Russian cyber actors disguised themselves as Iranian spies so they could stealthily orchestrate attacks on countries across the world, the U.S. and U.K.
By Kate O’Flaherty
Oct 21, 2019, 05:14am
Russian cyber actors disguised themselves as Iranian spies so they could stealthily orchestrate attacks on countries across the world, the U.S. and U.K. said today ( October 21) in a joint statement.
The so-called Turla group, which is also known as Snake or Uroburos, hid in plain sight by acquiring Iranian tools and infrastructure to perform their attacks, the U.K.’s Cyber Security Centre (NCSC) and U.S. National Security Agency said.
In total, 35 countries were attacked, including the U.K. and U.S., with a “large cluster” of victims based in the Middle East. Victims included military establishments, government departments, scientific organisations and universities.
Turla used implants derived from Iranian hackers’ previous campaigns, “Neuron” and “Nautilus”–which they obtained through compromising the Iran based hackers themselves.
“Identifying those responsible for attacks can be very difficult, but the weight of evidence points towards the Turla group being behind this campaign,” said Paul Chichester, the NCSC’s director of operations.
In a defiant statement, he sent a warning to attackers that “even when cyber actors seek to mask their identity,” it’s possible for intelligence agencies to identify them.
The NCSC added that in some instances, it appeared that the implant had first been deployed by an IP address associated with an Iranian APT group, which was later accessed from infrastructure associated with the Russian group Turla. This suggests Turla effectively took control of victims previously compromised by a different actor, the NCSC said.
Russian group Turla targets government, military, technology, energy and commercial organizations. The NCSC published two advisories on the use of Neuron and Nautilus tools by Turla in late 2017 and early 2018.
NSA and NCSC warning and the Russia plausible deniability problem
Russia is one of the most sophisticated cyber actors in the world, so it’s no surprise that the country’s hackers are finding new ways to confuse and stay hidden.
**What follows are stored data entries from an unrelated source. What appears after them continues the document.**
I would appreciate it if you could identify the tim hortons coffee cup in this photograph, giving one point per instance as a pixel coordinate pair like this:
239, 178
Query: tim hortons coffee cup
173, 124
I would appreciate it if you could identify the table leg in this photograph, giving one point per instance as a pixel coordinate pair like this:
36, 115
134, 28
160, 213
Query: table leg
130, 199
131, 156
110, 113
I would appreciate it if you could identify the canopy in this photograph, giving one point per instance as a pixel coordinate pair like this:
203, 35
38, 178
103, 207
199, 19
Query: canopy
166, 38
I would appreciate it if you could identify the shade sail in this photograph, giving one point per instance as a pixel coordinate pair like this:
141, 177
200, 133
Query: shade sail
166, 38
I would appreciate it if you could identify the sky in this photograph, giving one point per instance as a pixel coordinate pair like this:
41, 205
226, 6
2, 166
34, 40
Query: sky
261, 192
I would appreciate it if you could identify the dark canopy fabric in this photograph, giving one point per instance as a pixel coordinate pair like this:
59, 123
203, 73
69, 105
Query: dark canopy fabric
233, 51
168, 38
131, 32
Plausible deniability is an ongoing issue in the increasing complex cyber warfare environment. “Cyberspace is not regulated in the same way as land, maritime, air or space when it comes to international actions relating to war with an equivalent of the Geneva Conventions and Protocols or an Outer Space Treaty,” says Philip Ingram, MBE, a former colonel in British military intelligence. “To avoid political embarrassment and the possibility of political repercussions, the use of a plausibly deniable outlet is key: Without substantive proof, there can never be substantive repercussions.”
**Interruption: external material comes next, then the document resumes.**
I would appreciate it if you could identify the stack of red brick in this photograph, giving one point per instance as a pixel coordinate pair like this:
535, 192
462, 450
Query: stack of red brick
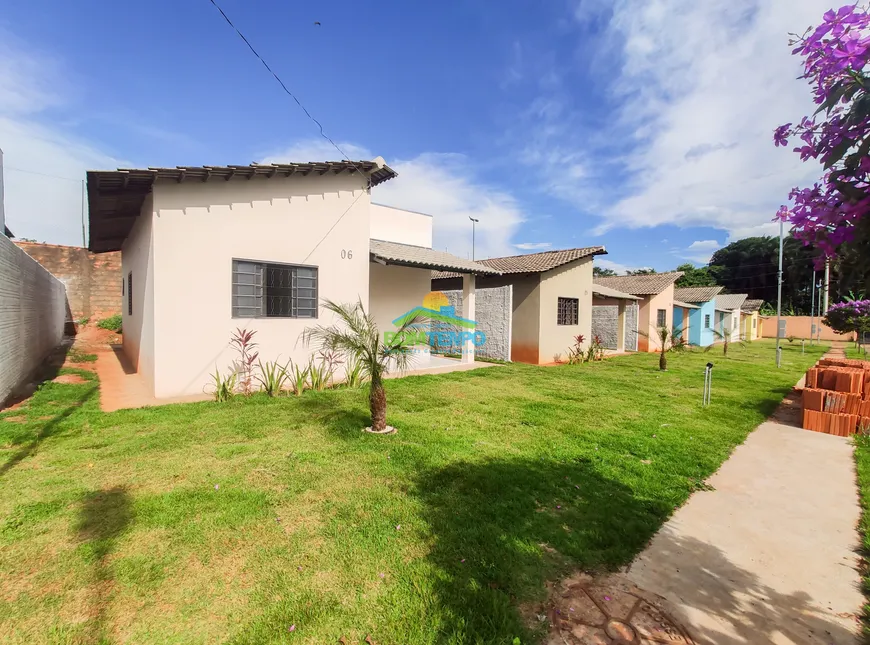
836, 398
Meanwhile, the Russians have a doctrine called маскировка (maskirovka) which encourages “masking” or deception. “This is central to all they do; it allows them to interfere overseas but be able to deny it. We saw this with the attack on Sergei Skripalin Salisbury last year,” Ingram says.
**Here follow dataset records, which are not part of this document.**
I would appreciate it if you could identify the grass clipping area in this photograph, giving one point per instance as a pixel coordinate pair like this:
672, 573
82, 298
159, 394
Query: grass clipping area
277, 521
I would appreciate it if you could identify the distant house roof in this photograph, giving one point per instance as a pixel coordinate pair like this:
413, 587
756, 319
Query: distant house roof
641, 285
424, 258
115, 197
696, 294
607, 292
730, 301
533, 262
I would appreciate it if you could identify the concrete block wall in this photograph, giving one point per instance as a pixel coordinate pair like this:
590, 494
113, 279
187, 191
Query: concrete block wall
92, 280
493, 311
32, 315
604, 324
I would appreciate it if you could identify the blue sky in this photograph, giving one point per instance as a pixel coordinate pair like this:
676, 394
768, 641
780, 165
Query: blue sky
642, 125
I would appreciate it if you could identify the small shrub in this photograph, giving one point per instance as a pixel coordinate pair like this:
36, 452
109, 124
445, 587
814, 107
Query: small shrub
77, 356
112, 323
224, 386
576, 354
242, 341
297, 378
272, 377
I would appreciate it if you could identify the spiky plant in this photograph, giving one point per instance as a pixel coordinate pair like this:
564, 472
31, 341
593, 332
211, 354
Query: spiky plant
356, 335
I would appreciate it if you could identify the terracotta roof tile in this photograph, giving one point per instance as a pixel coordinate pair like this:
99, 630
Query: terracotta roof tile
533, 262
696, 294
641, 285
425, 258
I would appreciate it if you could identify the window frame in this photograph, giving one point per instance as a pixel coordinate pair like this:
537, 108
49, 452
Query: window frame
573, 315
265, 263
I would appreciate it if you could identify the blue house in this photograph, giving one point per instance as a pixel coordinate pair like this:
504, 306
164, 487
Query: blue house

Ingram also points out that Iran is “a closed country with little access to western academia and training” yet apparently it appears to be able to “mount some of the most sophisticated cyber incidents.”
“We hear the same of North Korea, who should have zero access to technology, academia, and extremely controlled access to the internet,” Ingram adds.
Could it be that Russia is behind more incidents than people think? “A smudge of what could be a Russian fingerprint sits over many incidents,” says Ingram. “Not enough for real proof, but something that always seems to be there.”